Das Vesperbild, die Darstellung der Maria mit dem toten Christus auf dem Schoß, wird zu Beginn des vierzehnten Jahrhunderts ein Thema der deutschen Plastik. Vesperbild – weil zur Vesperzeit davor gebetet wurde. Oder auch, nach Dehio, weil die Darstellung an das kirchliche Passionsspiel anknüpft und die Szene wiedergibt, die am Abend des ersten Tages gespielt wurde. Das Bild der Schmerzensmutter ist in der deutschen Mystik um 1300 vorgeformt; von daher hat die Plastik es übernommen. Bei Seuse heißt es: „Ich nam min zartes kind uf min schoze und sah ihn an – do waz er tot; ich luogt in aber und aber an, do enwas da weder sin noch stime, sieh, do erstarb min herze.“

Das abgebildete Vesperbild, aus dem Ursulinenkloster in Erfurt, ist um 1330 entstanden.
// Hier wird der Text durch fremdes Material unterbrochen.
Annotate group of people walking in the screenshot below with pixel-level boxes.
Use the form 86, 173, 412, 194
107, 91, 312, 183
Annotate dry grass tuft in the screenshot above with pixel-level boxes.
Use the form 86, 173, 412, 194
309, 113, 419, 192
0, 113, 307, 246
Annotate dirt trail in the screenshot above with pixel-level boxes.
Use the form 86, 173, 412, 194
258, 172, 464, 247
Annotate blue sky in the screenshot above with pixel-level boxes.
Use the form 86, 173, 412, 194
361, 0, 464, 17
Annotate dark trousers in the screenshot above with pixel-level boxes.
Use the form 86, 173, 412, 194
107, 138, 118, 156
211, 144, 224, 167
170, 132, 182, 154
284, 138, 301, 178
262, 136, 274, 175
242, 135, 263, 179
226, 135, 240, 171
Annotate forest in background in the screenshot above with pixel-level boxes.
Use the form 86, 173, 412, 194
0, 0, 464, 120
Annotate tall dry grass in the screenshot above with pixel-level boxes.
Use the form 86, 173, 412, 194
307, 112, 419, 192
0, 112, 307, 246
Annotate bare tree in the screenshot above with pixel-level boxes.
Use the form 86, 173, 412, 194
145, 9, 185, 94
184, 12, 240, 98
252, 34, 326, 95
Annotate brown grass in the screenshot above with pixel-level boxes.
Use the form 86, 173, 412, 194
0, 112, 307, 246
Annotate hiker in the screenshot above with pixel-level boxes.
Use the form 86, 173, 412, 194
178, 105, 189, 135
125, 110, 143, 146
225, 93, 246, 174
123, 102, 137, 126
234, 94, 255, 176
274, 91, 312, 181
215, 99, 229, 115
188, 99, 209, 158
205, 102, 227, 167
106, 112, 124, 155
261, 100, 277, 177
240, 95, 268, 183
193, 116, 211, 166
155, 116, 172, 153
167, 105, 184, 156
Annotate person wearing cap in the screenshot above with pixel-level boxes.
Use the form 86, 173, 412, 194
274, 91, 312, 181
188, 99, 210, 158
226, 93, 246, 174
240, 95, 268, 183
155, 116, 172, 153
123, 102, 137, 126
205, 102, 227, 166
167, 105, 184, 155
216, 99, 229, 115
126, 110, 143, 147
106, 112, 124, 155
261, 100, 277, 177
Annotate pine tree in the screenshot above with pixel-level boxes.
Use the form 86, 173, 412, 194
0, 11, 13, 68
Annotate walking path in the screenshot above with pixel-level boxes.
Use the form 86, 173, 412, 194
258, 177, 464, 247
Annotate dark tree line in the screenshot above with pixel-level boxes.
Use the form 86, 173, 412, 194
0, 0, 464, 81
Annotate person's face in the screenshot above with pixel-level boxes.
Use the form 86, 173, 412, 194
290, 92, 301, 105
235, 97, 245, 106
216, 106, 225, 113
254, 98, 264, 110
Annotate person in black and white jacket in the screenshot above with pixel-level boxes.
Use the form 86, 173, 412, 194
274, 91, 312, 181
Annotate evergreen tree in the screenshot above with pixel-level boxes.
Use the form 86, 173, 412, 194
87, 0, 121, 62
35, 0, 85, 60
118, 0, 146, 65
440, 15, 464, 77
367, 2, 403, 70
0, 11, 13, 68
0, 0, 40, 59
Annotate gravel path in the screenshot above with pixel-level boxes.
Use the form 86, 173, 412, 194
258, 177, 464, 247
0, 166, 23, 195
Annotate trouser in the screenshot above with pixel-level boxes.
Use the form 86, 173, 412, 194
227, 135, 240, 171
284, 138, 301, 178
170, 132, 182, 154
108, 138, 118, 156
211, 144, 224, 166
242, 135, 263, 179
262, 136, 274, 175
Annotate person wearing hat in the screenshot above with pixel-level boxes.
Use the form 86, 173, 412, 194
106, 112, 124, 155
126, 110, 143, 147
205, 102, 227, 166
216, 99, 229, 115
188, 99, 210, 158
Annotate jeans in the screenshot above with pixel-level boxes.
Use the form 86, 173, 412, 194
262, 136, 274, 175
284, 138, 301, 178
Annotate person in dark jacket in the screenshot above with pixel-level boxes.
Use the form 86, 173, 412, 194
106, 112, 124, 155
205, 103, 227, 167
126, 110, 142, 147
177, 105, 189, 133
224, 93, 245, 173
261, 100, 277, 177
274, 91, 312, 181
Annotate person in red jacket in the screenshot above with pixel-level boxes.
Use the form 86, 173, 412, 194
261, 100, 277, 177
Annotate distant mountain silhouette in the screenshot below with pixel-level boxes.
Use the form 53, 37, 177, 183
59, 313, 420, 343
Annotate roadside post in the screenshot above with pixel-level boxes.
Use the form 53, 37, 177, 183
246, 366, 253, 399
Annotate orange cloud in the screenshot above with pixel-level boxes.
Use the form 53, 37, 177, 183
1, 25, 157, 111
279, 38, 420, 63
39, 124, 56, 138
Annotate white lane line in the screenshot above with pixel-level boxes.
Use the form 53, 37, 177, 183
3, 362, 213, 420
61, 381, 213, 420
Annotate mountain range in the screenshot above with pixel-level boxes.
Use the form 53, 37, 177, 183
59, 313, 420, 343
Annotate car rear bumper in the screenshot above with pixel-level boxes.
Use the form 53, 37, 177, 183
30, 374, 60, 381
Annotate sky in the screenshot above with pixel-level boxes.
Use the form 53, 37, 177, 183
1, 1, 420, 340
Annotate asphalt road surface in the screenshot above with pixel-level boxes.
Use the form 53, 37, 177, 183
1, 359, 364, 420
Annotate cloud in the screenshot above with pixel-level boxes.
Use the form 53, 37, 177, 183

Ein Realismus, den die vorangegangene klassische Zeit der Gotik nicht ertragen hätte, wird angestrebt in der Todesstarre des Leichnams und in den verzerrten, verzweifelten Zügen der Maria, und dieser Realismus übersteigert im Sinne eines Ausdruckszwanges, der den Betrachter an der Compassio teilnehmen, ihn das Leiden mitleiden läßt. Erst in Italien, das nach 1400 das deutsche Vesperbild übernimmt, wandelt sich die radikale und rücksichtslose Inbrunst der Compassio in die mildere und schwächere Form der Pietà.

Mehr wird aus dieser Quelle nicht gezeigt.